ASCII or UTF-8 is going to be a good bet. I think we’ll still be able to read that in the future. I probably want to include some mathematical formulae, so maybe I need some mathematical markup too. It begins to sound like XML.

So that’s the next 30 years sorted out. What I wanted my data to last for 3000 years? Can you store information which transcends changes in language, notation and cultures?

New Job!

I’ll shortly be leaving Voxar, after five years there. In September I’ll be starting at Ergnosis. They’re a Bristol-based company, but I’ll still be living in Edinburgh and will be telecommuting most of the time. I’m very excited to be joining them, although I’m a bit nervous to see how I deal with home-working over a long period of time. This means that I’ll finally be spending my paid-work hours on making better development tools! Joy! 🙂

This happy event is connected to the blogging world in two ways. Firstly, I initially discovered the company via James Robertson’s Smalltalk blog. Secondly, my own blog streamlined the interview process. It let the guys at Ergnosis see what kind of stuff I’m interested in, and get an idea of my views on life and software tools. When I started writing this blog, my intention was to capture some notes on the stuff I’m thinking about. I was also aware that it could act as a sort of “professional biography”. I had no idea that, three months after starting writing it, I’d be switching to a new job!

Scribbling in the margins

Reference books, like “Java in a Nutshell” are so yesterday! We should be downloading secure digital content which augments our development environment. Most “nutshell”-like books are just annotated reference manuals some comments and examples in additional to the raw reference material. Well, I’d like to have my reference material hyperlinked and embedded in my development environment so it’s available in context, and therefore I’d also like the additional commentary to be embedded in my development environment too. Sun might supply the raw API documentation, and then third-parties like O’reilly could supply useful annotations. But let’s not have it on paper …

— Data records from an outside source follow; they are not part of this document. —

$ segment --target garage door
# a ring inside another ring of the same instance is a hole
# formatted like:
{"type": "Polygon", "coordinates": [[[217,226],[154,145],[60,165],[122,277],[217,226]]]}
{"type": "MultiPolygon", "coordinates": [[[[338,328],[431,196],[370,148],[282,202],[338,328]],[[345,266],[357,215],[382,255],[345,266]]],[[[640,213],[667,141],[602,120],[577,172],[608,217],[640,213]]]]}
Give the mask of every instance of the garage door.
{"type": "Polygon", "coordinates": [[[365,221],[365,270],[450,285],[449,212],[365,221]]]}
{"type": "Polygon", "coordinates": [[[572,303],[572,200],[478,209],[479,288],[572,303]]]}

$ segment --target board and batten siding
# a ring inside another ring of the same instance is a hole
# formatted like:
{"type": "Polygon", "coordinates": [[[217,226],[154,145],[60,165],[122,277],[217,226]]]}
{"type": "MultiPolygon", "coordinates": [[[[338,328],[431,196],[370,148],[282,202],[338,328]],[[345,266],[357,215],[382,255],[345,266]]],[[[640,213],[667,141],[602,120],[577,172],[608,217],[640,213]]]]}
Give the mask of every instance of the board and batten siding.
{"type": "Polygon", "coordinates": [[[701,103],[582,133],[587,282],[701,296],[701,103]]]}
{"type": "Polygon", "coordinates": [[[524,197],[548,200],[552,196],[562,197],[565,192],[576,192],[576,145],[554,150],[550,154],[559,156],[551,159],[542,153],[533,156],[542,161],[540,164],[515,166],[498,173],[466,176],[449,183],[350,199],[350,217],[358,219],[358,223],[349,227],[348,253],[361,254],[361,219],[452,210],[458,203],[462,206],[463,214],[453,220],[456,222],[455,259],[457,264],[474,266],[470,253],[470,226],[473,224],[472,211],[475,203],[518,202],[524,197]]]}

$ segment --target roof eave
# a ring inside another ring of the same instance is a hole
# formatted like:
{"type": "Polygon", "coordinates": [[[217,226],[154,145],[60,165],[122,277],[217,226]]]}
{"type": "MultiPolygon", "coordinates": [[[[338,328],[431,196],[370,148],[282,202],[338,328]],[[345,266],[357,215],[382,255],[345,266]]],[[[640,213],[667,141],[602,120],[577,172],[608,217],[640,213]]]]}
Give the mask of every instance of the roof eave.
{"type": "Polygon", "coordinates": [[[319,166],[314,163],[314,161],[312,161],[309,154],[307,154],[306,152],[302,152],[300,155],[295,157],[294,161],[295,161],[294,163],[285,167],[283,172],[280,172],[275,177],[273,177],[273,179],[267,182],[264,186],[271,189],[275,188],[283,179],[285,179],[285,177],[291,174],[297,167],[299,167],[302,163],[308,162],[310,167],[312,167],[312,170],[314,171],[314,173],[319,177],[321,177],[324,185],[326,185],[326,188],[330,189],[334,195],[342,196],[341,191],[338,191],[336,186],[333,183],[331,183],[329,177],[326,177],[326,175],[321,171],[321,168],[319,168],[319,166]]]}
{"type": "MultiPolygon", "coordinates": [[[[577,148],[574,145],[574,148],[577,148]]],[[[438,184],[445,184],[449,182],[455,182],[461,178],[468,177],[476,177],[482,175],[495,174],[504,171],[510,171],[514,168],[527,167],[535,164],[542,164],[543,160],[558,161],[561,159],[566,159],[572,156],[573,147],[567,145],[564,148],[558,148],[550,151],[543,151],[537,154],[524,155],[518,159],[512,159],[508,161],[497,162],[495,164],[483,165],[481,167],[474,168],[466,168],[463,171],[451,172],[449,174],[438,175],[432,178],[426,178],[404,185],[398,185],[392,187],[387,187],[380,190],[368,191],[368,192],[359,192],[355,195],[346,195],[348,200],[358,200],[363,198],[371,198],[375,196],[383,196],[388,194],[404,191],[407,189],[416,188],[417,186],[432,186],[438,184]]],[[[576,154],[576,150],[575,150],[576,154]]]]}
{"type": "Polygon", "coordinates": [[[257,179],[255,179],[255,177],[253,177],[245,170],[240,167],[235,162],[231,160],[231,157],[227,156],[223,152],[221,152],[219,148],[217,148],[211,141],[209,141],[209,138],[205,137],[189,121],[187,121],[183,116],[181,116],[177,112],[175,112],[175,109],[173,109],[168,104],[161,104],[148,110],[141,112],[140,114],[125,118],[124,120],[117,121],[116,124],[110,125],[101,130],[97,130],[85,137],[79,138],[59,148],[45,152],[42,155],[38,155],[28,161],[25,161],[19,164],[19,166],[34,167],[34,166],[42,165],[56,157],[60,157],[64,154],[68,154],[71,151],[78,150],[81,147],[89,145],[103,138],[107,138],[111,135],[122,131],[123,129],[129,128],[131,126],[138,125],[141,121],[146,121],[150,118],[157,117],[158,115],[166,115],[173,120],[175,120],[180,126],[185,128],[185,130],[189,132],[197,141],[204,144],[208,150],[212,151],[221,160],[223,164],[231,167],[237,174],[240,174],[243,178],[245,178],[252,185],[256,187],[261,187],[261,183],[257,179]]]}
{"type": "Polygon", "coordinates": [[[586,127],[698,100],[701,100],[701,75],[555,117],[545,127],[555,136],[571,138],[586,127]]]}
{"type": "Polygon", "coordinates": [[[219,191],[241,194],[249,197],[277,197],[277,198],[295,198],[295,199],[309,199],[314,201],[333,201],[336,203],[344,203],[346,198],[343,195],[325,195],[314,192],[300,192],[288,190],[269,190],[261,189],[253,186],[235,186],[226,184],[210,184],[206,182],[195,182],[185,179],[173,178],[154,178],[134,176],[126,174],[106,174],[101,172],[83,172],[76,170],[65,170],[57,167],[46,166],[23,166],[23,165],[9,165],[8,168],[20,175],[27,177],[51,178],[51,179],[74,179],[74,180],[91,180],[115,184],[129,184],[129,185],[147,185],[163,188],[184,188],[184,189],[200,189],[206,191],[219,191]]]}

Now I want electronic margins to scribble in. Why is API documentation usually treated as read-only? I’m much more efficient when I’m using a highly personalized development environment. But most development environments won’t let me scribble on the API docs. It’s like the system assumes that the docs are the pinnacle of perfection and therefore don’t need to be altered. I can imagine that the margin notes from an experienced programmer would be worth their weight in gold.

Exploring the blogsphere

James Robertson blogs about the way which his RSS reader has changed the way he consumes information. I’ve found exactly the same thing over the past few months. I can’t remember who it was that described the blog world as “like usenet, without the boring people”.

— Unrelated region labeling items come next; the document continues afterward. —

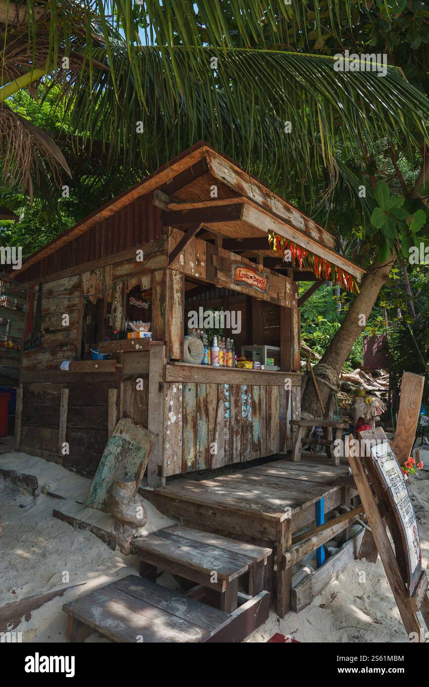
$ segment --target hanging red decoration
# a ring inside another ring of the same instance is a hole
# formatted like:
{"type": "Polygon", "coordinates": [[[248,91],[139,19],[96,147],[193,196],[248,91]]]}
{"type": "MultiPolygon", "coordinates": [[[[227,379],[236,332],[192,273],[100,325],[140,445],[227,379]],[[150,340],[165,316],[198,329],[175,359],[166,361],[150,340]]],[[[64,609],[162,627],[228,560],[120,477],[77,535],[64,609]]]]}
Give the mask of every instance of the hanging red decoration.
{"type": "Polygon", "coordinates": [[[294,267],[296,260],[298,260],[300,269],[302,269],[305,261],[308,266],[312,269],[318,279],[324,278],[327,282],[332,281],[333,284],[338,284],[346,291],[359,293],[358,284],[352,275],[344,272],[337,265],[331,264],[324,258],[319,258],[318,256],[309,253],[305,249],[296,245],[292,241],[288,241],[284,236],[279,236],[274,232],[268,232],[268,243],[271,249],[274,253],[278,253],[281,256],[283,260],[285,260],[286,251],[289,250],[294,267]]]}

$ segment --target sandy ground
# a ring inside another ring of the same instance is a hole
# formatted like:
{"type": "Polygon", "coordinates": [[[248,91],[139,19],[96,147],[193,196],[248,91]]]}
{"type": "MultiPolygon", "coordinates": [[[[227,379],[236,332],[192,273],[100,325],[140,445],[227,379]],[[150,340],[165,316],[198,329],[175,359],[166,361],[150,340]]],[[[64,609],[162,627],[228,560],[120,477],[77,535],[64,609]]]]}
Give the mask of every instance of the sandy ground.
{"type": "MultiPolygon", "coordinates": [[[[63,497],[55,499],[43,493],[35,498],[25,495],[0,478],[3,526],[0,607],[32,594],[76,585],[33,611],[30,620],[23,620],[14,628],[21,633],[22,642],[67,642],[63,604],[115,579],[138,574],[137,559],[111,551],[94,534],[52,517],[53,508],[65,505],[84,508],[80,504],[85,502],[89,480],[41,458],[14,452],[0,455],[0,468],[35,475],[43,491],[63,497]]],[[[429,561],[429,465],[412,479],[411,491],[426,568],[429,561]]],[[[148,523],[142,534],[175,521],[148,502],[143,503],[148,523]]],[[[178,588],[172,579],[166,577],[166,583],[178,588]]],[[[304,611],[289,613],[282,620],[272,611],[267,622],[247,641],[266,642],[276,632],[303,642],[408,641],[380,558],[375,564],[351,561],[304,611]]],[[[94,633],[87,641],[107,640],[94,633]]]]}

I find that the best way to find new interesting blogs is to assume that “X thinks Y’s blog is good” is transitive. So, I end up collecting new RSS feeds because they’ve been linked from one of my current feeds, or because they’re on the blogroll of a feed. I don’t always stick with them in the long term though. So, it’d be nice if an RSS reader could package up this behaviour somehow. Maybe you’d have a “Suggest five new feeds for me” feature? But an automated system would require metadata on each blog page to direct you to the RSS feed for that blog. This would let a program chase links between blogs and get to the RSS easily. I don’t know if that meta-information exists today.